Only Mrs. Millar lay awake at night and cried quietly over what lay before her young daughter, her first-born, the flower of the flock, as people had called her in reference to her beauty. Annie’s pretty Grand-aunt Penny had at least enjoyed her day; she had had her triumph, however short-lived, in marrying the man of her heart, who was also a Beauchamp of Waylands, and in being raised for even a brief space to the charmed circle of the county. What she had to go through whether she would or not in the end, was not worse than Annie was proposing to encounter in the beginning, to live in an hospital, to spend her blooming life amidst frightful accidents, raging fevers, the spasm of agony replaced by the chill silence and stillness of death.
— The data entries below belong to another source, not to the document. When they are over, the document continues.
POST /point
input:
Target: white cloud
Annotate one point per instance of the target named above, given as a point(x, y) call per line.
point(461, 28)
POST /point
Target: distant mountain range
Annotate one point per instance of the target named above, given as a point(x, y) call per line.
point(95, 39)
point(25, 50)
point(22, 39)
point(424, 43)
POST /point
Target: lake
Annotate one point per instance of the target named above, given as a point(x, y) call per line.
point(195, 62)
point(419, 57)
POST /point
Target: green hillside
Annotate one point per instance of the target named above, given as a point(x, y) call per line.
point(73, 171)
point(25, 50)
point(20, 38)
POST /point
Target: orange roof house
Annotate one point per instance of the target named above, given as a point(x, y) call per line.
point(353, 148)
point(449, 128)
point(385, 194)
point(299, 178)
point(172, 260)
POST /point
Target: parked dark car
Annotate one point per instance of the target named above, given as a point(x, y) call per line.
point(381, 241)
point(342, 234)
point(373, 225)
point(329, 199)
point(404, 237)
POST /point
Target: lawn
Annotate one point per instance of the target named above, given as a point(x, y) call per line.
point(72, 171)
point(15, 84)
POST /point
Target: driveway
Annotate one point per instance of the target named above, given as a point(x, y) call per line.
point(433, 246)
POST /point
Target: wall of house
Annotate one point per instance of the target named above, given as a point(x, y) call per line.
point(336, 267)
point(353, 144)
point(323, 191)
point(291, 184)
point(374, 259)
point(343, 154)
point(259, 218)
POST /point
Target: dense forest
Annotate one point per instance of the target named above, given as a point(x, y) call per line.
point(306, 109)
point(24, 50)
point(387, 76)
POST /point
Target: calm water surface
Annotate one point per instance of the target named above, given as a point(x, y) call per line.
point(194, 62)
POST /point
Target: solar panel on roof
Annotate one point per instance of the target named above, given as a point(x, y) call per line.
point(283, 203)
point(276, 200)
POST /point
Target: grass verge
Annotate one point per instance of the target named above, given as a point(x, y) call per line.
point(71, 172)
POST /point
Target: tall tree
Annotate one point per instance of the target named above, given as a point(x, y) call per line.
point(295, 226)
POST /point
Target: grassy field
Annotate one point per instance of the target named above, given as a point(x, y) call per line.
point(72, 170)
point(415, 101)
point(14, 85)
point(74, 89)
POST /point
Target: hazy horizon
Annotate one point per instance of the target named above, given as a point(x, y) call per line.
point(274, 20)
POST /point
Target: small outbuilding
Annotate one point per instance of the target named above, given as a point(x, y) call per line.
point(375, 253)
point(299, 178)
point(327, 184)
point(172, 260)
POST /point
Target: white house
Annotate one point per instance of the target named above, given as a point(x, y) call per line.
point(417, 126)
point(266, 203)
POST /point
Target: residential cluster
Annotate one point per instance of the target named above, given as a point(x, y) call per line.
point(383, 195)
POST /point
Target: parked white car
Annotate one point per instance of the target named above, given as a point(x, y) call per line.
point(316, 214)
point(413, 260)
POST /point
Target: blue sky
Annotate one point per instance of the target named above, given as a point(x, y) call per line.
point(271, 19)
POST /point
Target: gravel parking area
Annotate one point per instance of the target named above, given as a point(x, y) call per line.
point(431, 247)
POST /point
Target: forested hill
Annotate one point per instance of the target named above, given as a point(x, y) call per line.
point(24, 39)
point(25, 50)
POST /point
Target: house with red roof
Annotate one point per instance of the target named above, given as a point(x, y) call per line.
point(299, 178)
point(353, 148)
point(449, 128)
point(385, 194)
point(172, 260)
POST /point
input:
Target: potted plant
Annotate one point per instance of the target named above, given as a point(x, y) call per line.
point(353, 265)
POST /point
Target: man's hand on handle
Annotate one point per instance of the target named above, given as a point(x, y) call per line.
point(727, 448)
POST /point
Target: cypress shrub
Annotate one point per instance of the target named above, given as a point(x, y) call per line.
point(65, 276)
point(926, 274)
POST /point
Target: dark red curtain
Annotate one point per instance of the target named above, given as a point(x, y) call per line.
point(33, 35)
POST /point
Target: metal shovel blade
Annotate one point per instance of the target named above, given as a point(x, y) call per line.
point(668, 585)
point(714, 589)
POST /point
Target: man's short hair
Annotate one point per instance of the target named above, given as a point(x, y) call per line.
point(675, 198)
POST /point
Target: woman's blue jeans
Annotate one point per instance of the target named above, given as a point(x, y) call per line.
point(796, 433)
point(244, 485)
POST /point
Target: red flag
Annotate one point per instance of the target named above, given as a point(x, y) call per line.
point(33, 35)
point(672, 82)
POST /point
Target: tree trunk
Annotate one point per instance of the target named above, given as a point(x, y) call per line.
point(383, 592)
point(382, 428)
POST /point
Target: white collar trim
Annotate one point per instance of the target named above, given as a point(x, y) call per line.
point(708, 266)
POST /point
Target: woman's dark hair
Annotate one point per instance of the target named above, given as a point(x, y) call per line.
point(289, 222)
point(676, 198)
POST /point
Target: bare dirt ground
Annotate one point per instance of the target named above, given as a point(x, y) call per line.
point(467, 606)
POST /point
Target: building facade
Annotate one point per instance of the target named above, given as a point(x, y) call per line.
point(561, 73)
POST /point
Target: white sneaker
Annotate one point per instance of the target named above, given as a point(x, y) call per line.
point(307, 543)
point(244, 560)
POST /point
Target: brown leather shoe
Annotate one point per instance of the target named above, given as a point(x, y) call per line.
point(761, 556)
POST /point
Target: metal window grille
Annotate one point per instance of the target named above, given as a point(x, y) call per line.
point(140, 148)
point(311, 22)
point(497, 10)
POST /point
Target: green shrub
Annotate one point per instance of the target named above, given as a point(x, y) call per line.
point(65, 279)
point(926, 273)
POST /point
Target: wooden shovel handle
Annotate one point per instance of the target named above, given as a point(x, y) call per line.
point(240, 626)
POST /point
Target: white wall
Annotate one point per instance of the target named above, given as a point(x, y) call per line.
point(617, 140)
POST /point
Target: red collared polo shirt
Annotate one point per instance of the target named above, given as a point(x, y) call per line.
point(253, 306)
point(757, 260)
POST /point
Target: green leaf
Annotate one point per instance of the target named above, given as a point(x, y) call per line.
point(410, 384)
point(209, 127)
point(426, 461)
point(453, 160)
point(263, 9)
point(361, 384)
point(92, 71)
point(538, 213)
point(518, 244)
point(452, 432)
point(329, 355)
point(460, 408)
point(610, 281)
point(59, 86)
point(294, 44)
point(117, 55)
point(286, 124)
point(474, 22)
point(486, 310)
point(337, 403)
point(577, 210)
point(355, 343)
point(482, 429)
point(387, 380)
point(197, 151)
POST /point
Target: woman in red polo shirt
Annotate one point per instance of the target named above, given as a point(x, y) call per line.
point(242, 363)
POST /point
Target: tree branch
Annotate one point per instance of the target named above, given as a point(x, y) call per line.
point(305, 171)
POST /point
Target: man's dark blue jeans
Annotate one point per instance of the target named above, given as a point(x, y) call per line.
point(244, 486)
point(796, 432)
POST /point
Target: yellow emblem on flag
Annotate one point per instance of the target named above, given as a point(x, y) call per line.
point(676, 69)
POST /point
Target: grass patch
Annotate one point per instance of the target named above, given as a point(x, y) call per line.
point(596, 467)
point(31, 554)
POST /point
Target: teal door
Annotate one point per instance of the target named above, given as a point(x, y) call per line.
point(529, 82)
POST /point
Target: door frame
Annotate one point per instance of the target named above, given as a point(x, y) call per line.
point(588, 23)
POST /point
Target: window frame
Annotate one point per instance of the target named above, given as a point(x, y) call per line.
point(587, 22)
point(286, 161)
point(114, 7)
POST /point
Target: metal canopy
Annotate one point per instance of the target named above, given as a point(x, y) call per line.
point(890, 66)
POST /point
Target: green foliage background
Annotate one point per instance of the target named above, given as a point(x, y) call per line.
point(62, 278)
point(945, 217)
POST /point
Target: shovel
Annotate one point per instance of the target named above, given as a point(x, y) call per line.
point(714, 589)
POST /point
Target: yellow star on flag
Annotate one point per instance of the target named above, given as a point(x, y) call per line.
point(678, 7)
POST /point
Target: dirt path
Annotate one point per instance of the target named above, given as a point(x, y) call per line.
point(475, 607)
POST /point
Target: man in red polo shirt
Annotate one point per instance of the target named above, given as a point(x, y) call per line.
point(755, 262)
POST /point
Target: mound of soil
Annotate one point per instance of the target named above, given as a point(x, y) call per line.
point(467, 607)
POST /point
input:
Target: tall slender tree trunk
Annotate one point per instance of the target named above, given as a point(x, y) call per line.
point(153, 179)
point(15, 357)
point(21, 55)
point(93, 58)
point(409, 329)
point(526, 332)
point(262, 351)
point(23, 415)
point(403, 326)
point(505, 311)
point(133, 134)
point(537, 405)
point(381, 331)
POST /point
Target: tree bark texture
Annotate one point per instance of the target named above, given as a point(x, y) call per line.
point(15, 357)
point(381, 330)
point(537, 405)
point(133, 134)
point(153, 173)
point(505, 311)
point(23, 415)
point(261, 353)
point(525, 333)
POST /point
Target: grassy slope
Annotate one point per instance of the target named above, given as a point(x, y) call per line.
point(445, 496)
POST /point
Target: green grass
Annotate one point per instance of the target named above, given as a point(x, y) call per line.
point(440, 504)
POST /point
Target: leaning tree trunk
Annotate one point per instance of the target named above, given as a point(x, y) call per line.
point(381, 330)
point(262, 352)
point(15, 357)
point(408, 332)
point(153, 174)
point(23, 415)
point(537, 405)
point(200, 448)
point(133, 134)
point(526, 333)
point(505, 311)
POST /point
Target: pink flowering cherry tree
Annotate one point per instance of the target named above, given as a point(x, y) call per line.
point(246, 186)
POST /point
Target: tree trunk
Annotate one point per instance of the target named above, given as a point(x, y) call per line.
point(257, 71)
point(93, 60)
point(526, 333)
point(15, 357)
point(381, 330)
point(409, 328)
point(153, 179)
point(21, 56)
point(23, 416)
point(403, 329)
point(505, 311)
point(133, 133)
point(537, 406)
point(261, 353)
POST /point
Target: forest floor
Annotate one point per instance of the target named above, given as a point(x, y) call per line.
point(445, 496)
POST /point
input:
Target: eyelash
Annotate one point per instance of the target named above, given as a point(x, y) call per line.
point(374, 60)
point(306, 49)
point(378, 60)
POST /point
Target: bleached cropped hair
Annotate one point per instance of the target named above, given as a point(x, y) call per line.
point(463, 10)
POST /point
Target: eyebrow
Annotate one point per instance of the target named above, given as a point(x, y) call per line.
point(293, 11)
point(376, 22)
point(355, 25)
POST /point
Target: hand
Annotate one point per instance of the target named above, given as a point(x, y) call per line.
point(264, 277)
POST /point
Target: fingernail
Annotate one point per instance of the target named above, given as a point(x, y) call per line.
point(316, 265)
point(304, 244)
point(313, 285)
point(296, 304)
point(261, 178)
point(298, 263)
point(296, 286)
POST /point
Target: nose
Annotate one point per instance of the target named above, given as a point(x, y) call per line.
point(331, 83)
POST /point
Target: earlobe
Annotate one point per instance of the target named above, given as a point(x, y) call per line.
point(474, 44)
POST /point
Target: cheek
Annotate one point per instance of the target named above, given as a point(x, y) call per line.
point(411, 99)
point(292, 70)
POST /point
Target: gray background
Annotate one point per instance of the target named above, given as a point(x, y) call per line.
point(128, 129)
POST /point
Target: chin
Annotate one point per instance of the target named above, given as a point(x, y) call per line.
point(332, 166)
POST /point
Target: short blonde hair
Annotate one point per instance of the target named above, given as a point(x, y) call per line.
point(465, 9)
Annie’s father’s time and strength had been given in much the same cause, ever since he was a young man passing his examinations and taking his diploma. But he was a man, which changed the whole aspect of affairs; besides he had always had a cheerful home to come back to, with the command of all the social advantages which Redcross, his native town, could afford. He had not lived among his patients with no life to speak of separate from theirs.

At the same time Mrs. Millar felt herself powerless. She dared no more interfere to keep back Annie from her calling than a good Roman Catholic mother would forbid her daughter’s “vocation.”